Containerspektakel: Frank Castorfs Idiot an der Volksbühne

MMartin Wuttke kommt in die Neustadt gewatschelt: klein, chaplinesk, sich biegend, gummiartig krümmend, mit Schlabber-Schlagjeans, gelbem Humana-T-Shirt, lausigem Parka, schütterem Haar. Ein Irrer, ein Penner, ein Junkie? Nein, der Idiot. Fürst Myschkin, wie ihn Dostojewskj erschuf: naiv, gutgläubig, ohne jeden Funken Ironie oder Haß.
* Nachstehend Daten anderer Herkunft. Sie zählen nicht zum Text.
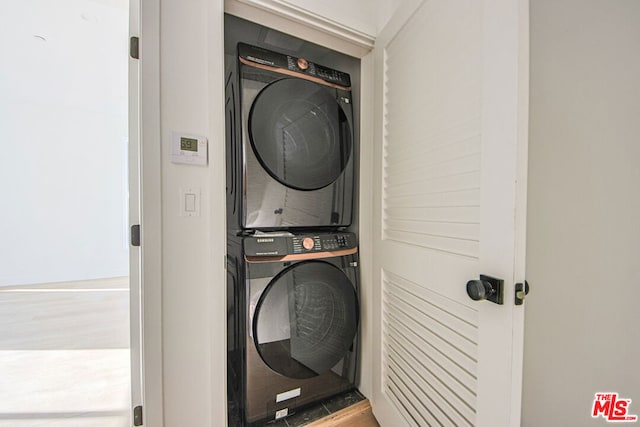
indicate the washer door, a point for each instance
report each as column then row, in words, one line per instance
column 306, row 320
column 300, row 133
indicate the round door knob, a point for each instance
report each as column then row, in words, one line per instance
column 308, row 243
column 479, row 290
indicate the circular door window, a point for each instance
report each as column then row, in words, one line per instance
column 306, row 319
column 300, row 134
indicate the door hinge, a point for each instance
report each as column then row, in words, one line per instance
column 521, row 291
column 135, row 235
column 134, row 47
column 137, row 416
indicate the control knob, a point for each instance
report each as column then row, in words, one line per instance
column 308, row 243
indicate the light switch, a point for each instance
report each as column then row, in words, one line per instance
column 190, row 202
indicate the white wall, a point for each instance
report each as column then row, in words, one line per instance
column 63, row 118
column 582, row 334
column 182, row 85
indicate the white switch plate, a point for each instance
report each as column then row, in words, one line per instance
column 189, row 202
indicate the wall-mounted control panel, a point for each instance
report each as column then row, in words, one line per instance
column 189, row 149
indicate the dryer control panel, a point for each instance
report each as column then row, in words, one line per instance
column 314, row 242
column 278, row 61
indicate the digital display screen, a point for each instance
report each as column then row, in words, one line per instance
column 188, row 144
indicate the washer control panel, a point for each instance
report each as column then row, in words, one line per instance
column 279, row 245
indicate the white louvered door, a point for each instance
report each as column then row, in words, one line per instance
column 450, row 165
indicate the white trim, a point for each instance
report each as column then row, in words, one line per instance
column 302, row 24
column 313, row 20
column 150, row 214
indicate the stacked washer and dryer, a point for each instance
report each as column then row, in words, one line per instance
column 292, row 281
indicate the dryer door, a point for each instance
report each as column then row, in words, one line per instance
column 306, row 320
column 300, row 133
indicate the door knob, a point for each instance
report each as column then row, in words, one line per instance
column 487, row 288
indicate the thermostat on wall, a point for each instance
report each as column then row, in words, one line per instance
column 189, row 149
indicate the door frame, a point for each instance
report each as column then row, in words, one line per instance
column 145, row 209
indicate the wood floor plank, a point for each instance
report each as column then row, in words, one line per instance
column 357, row 415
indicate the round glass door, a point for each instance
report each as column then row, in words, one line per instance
column 306, row 319
column 300, row 134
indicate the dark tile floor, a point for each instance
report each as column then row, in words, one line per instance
column 320, row 410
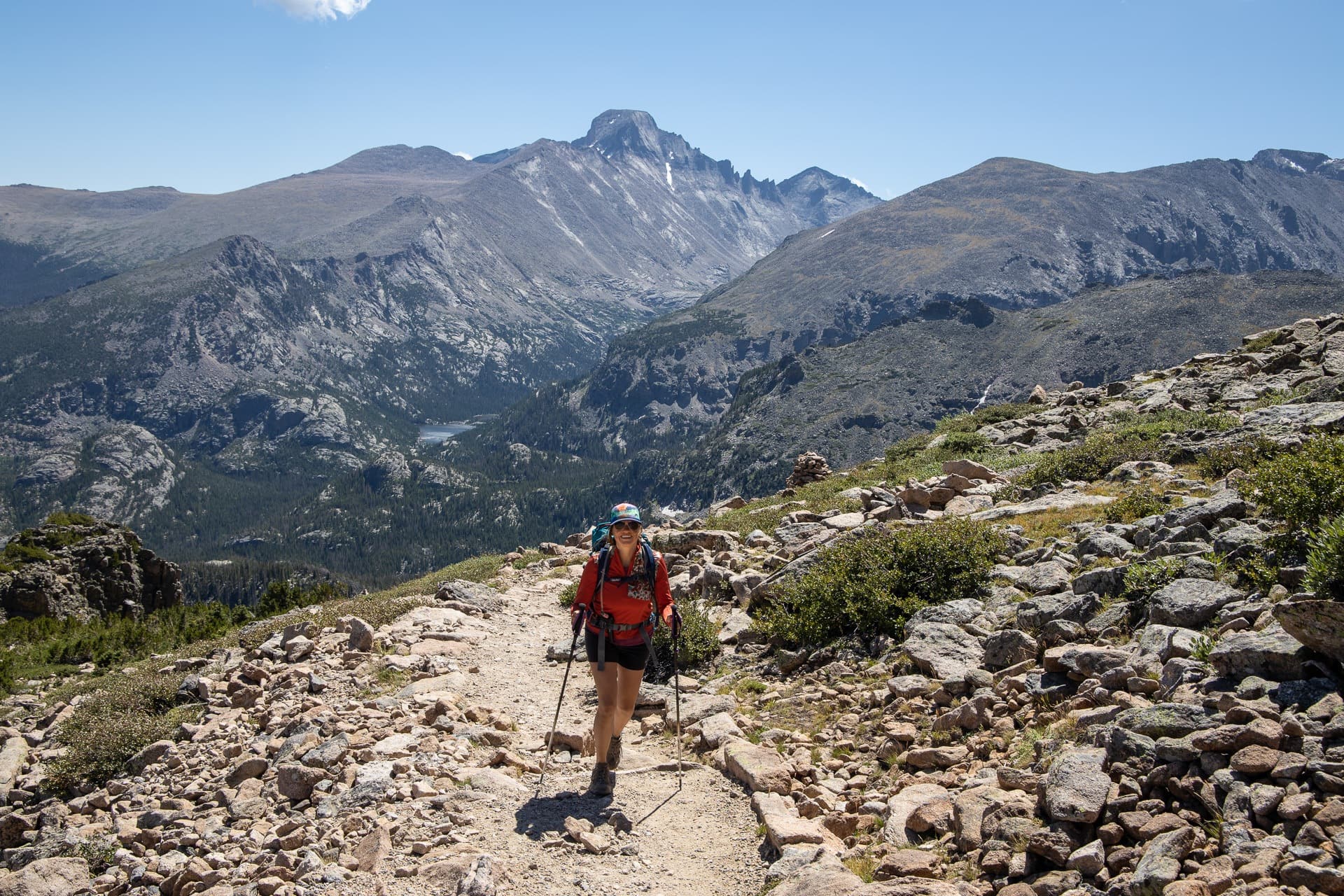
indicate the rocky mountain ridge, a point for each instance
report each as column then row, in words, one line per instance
column 1004, row 234
column 1116, row 713
column 397, row 288
column 546, row 190
column 80, row 567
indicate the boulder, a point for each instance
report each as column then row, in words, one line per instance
column 718, row 729
column 296, row 782
column 1043, row 578
column 48, row 878
column 360, row 636
column 1317, row 624
column 1226, row 504
column 909, row 687
column 1007, row 648
column 1161, row 862
column 758, row 767
column 1034, row 613
column 685, row 542
column 1190, row 603
column 1168, row 719
column 1075, row 786
column 1058, row 501
column 784, row 827
column 1104, row 545
column 944, row 650
column 1269, row 653
column 904, row 805
column 968, row 469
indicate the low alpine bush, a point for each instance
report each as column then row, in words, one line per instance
column 1241, row 456
column 113, row 724
column 1145, row 580
column 1093, row 460
column 1135, row 505
column 867, row 586
column 1326, row 561
column 1303, row 488
column 699, row 640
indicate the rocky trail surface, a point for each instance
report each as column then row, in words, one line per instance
column 1142, row 703
column 652, row 836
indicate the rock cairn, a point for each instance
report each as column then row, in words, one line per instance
column 809, row 466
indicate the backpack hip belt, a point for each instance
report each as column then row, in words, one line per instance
column 606, row 625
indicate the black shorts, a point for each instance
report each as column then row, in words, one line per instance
column 632, row 657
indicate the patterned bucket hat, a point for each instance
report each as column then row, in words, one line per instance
column 625, row 512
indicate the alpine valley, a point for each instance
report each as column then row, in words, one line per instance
column 248, row 371
column 249, row 374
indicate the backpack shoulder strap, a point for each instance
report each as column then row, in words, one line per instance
column 604, row 564
column 651, row 566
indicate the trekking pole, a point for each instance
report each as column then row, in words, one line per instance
column 550, row 741
column 676, row 691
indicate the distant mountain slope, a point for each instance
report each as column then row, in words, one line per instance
column 237, row 381
column 848, row 402
column 568, row 188
column 1004, row 234
column 118, row 232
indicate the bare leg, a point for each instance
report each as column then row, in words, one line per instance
column 626, row 692
column 604, row 726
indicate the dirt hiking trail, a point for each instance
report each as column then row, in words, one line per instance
column 690, row 841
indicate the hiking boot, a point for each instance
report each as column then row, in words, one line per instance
column 601, row 783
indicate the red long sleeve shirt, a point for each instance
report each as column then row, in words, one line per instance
column 616, row 599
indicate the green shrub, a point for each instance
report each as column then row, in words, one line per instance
column 1242, row 456
column 867, row 586
column 1144, row 580
column 1303, row 488
column 1326, row 561
column 965, row 442
column 527, row 559
column 1138, row 504
column 1262, row 342
column 699, row 638
column 1260, row 571
column 907, row 448
column 125, row 715
column 283, row 597
column 986, row 415
column 1203, row 647
column 1093, row 460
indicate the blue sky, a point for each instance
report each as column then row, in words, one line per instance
column 210, row 96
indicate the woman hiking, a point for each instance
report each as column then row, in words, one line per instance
column 622, row 593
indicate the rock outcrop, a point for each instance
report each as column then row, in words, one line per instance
column 84, row 567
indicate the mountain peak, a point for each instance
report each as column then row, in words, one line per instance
column 1296, row 162
column 619, row 131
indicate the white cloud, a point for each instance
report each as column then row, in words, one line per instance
column 321, row 8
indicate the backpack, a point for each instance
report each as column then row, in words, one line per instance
column 604, row 625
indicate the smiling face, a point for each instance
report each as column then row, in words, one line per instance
column 625, row 533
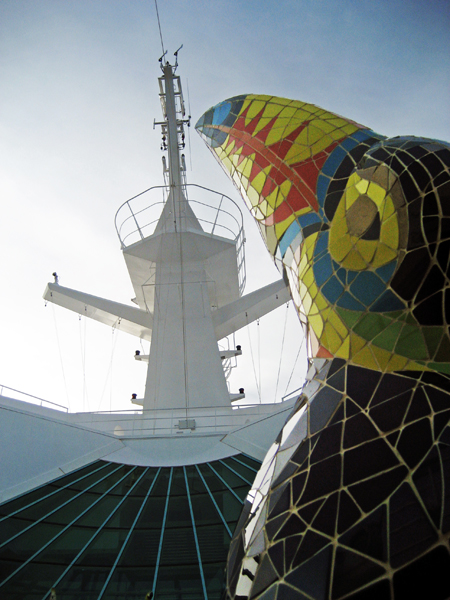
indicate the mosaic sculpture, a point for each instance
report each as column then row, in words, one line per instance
column 353, row 499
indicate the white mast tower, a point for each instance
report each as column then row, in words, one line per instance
column 187, row 280
column 187, row 270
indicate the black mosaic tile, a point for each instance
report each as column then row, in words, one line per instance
column 440, row 421
column 349, row 513
column 337, row 381
column 337, row 364
column 371, row 492
column 444, row 452
column 339, row 415
column 428, row 574
column 415, row 441
column 351, row 571
column 280, row 500
column 389, row 415
column 312, row 576
column 428, row 482
column 351, row 408
column 285, row 592
column 367, row 460
column 391, row 386
column 322, row 408
column 324, row 478
column 289, row 470
column 358, row 429
column 265, row 575
column 369, row 536
column 292, row 526
column 329, row 443
column 276, row 553
column 298, row 484
column 308, row 512
column 269, row 594
column 361, row 384
column 444, row 438
column 439, row 400
column 381, row 590
column 302, row 453
column 429, row 312
column 291, row 545
column 310, row 545
column 411, row 532
column 325, row 520
column 273, row 525
column 419, row 406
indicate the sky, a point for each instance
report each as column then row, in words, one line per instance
column 78, row 97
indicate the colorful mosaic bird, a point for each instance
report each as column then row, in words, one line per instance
column 360, row 223
column 353, row 498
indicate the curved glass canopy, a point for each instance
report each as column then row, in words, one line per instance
column 117, row 531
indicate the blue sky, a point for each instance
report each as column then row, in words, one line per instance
column 78, row 99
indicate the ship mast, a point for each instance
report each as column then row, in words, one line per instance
column 187, row 281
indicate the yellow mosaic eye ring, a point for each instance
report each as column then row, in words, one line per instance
column 370, row 226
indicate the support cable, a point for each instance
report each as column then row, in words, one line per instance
column 281, row 351
column 60, row 357
column 83, row 358
column 159, row 27
column 253, row 360
column 295, row 364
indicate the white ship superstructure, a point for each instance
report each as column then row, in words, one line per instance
column 185, row 257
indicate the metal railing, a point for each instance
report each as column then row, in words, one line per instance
column 32, row 399
column 218, row 214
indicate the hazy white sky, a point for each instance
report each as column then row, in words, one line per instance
column 78, row 97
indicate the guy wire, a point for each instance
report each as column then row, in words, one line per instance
column 159, row 25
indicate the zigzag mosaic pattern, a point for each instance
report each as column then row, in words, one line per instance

Das Bühnenbild des sechsstündigen Theatermarathons ist eine Offenbarung. Die gut 200 Zuschauer sitzen auf einem Baugerüstturm, der sich über zwei Flügel erstreckt, in einem Winkel von 90 Grad aufeinander zulaufend, auf drei Ebenen. Auf jeder sicht- und geräuschdurchlässigen Leichtmetallebene sind mehrere Monitore angebracht. Der Zuschauerturm steht im eigentlichen Bühnenraum und dreht sich während des Stückes um die eigene Achse. Im Rund sind Kulissen mehrstöckiger Wohnhäuser aufgebaut.

Das Porträt einer nur mit Slip bekleideten Bierflaschenträgerin spielt in den ersten Szenen die entscheidende Rolle. „Ein erstaunliches Gesicht!", sagt der Idiot, befragt, ob ihm eine solche Frau gefalle. Damit ist die Rolle des Idioten bereits umrissen. Er sieht nicht das Augenscheinliche, er sieht stets das Dahinter – und spricht es aus. Dafür wird er geliebt, gefürchtet und gehaßt. Jeder spiegelt sich in seiner Wahrnehmung und (beinahe) jeder versucht, den Idioten für sich zu instrumentalisieren.

Der Zuschauer wird allmählich mit den Möglichkeiten dieser Inszenierung vertraut gemacht; erst nach und nach verlagert sich das Geschehen in die Innenräume, und er gewöhnt sich daran, nur über Monitore und Leinwände zu sehen, was passiert. Per Handkamera sehen wir, wie eine aufreizende Sophie Rois mit voller Grauhaarperücke Lisaweta Prokofjewna, die Mutter dreier Töchter, mimt ­ ein weißer Engel mit Schmirgelpapierstimme. Sie nimmt den zittrigen, stockend um Worte ringenden Fürsten ins Verhör. Nach seinen ersten Eindrücken in der Schweiz, wo der Idiot die letzten Jahre verbracht hat, ausgehorcht, bröckelt Wuttke heraus: „Der Esel ist ein guter Mensch."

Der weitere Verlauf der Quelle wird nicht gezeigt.